A Parametric Family of Polynomial Wavelets for Signal and Image Processing
Mariantonia Cotronei, Woula Themistoclakis, Marc Van Barel
TL;DR
The paper develops a parametric family of polynomial wavelets based on de la Vallée Poussin interpolation on Chebyshev nodes, defined on a bounded interval to naturally handle boundaries and enable fast, DCT-based transforms. It introduces a triadic multiresolution-like structure on $[-1,1]$, along with explicit univariate and tensor-product constructions for signals and images. Through detailed algorithms and normalization strategies, the VP wavelets are applied to denoising and image compression, showing competitive performance against classical wavelets, particularly at higher compression and in low-SNR scenarios. The work highlights practical benefits such as boundary handling and reduced decomposition depth, while noting non-orthogonality and proposing directions for improved energy normalization and broader applications.
Abstract
This paper investigates the potential applications of a parametric family of polynomial wavelets that has been recently introduced starting from de la Vallée Poussin (VP) interpolation at Chebyshev nodes.
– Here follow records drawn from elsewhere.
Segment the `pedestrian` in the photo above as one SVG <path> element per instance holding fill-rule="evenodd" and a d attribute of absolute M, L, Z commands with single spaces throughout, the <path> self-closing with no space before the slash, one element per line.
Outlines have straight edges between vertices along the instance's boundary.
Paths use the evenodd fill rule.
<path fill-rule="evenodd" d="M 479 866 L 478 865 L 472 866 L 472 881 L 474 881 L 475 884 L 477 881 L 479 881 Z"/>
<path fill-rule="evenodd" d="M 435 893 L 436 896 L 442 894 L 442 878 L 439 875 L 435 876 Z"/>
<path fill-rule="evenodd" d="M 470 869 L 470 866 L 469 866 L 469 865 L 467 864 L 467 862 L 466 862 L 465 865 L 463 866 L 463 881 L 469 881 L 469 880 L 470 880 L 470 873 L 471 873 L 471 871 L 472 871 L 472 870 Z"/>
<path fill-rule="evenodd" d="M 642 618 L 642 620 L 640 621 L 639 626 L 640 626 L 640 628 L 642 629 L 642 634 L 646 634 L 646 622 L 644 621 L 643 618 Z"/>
Unlike classical wavelets, which are constructed on the real line, these VP wavelets are defined on a bounded interval, offering the advantage of handling boundaries naturally while maintaining computational efficiency. In addition, the structure of these wavelets enables the use of fast algorithms for decomposition and reconstruction. Furthermore, the flexibility offered by a free parameter allows a better control of localized singularities, such as edges in images. On the basis of previous theoretical foundations, we show the effectiveness of the VP wavelets for basic signal denoising and image compression, emphasizing their potential for more advanced signal and image processing tasks.